Another relevant development is the Bitwise 10 Crypto Index ETF application, which tracks a similar broad index. The fate of this application is expected to be decided by July 31, 2025. Approval of such ETFs would allow investors to gain exposure to a basket of these cryptocurrencies through traditional brokerage accounts, potentially lowering the barrier to entry for institutional and retail investors alike.
ETF vs. Individual Asset Performance
How have crypto index ETFs performed compared to individual assets like XRP or BTC? On a year-to-date (YTD) basis, the performance varies. While BTC has seen a notable gain of around 14%, XRP has been down approximately 3%.
Crypto index ETFs tracking broad markets have generally shown more modest returns over the same period.

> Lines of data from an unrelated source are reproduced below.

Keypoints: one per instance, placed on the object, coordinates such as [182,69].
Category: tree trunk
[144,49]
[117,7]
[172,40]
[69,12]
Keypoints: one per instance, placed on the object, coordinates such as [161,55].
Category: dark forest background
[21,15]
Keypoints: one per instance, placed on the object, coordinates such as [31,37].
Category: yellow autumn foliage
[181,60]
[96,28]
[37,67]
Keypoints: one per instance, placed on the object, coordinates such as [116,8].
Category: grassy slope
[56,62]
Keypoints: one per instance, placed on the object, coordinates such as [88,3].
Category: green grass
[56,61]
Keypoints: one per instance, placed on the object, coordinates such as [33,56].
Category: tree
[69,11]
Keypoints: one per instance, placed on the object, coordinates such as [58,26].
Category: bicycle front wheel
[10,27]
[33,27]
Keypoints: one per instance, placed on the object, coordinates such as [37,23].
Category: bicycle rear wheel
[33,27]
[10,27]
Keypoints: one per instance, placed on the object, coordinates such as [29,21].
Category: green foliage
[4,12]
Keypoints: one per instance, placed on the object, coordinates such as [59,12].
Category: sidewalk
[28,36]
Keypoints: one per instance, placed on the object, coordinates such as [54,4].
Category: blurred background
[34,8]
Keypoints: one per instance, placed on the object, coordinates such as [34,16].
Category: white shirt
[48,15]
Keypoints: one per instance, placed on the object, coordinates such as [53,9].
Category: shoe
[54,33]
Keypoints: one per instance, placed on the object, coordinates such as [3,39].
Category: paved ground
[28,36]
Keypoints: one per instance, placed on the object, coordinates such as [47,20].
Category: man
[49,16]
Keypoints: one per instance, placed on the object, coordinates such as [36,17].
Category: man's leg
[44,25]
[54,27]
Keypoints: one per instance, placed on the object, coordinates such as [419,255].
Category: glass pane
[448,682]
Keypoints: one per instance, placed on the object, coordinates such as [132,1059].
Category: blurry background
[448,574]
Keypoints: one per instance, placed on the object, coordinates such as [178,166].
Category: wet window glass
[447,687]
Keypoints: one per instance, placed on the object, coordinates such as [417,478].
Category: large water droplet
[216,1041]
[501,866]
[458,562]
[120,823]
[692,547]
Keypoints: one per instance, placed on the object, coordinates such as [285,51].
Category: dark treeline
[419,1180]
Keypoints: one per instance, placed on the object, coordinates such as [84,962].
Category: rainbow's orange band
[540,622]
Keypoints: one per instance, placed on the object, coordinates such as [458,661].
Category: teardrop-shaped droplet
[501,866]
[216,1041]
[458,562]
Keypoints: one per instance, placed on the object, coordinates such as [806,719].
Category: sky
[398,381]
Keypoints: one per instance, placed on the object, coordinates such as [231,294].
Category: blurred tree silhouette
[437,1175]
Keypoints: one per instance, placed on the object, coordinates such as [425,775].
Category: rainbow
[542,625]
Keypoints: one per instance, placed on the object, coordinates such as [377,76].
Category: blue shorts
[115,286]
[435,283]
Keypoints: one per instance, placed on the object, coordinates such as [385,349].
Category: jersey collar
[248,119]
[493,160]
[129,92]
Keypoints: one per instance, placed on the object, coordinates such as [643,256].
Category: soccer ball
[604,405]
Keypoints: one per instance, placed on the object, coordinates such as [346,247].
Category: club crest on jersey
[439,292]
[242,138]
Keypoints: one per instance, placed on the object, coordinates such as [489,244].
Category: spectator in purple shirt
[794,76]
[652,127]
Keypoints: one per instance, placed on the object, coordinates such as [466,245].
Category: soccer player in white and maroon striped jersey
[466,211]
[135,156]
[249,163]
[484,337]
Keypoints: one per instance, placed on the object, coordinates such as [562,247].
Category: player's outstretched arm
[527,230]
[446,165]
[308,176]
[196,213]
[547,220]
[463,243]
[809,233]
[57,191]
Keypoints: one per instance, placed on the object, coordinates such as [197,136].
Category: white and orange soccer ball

For example, the Coinbase 50 Index (COIN50) was down 4%, and the Bitwise 10 Crypto Index ETF saw a loss of 3.5%. In contrast, the Nasdaq Crypto Index (NCI) and the Nasdaq Hashdex Crypto Index were up 4% and 5% respectively.
Crypto index ETF performance compared to Bitcoin and XRP
While individual assets like Bitcoin have shown higher potential for significant gains, broad-market index ETFs typically offer lower-risk exposure by diversifying across multiple assets. Their returns may be lower in bullish periods but can also mitigate losses during downturns.
Market Reaction: Focus on XRP
The Nasdaq index update, coupled with other positive news like a recent Ripple partnership announcement in Japan, appears to have significantly boosted speculative interest in XRP.
According to data, XRP’s Open Interest (OI) — a measure of the total number of outstanding derivative contracts — surged to $4.1 billion for the first time in June.
Crypto index ETF performance compared to Bitcoin and XRP
This increase in Open Interest often signals a short-term surge in bullish sentiment among traders. Following these developments, XRP’s price saw a temporary bounce, rising about 4% from $2.1 to $2.3.
Currently, XRP appears to be consolidating around the $2.3 level, which acts as a key short-term supply zone and sits above significant moving averages.
Crypto index ETF performance compared to Bitcoin and XRP
If XRP can firmly establish $2.3 as support, technical analysis suggests a potential move towards the next resistance levels at $2.4 or $2.5, offering a possible 6%-10% upside in the short term. However, a failure to hold $2.3 could lead to a price rejection, potentially sending XRP back down towards the $2.0 level.
What’s Next?
The expansion of the Nasdaq Crypto Index is a significant step for the included assets, potentially enhancing their visibility and appeal to a broader investment audience. The focus now shifts to regulatory decisions regarding crypto ETFs that track this index.
Approval of these products could provide traditional investors with easier access to a diversified basket of cryptocurrencies, potentially driving further market maturation. While individual assets offer higher potential volatility and returns, ETFs present a lower-risk, diversified entry point into the crypto space. Investors should monitor SEC decisions and market reactions closely.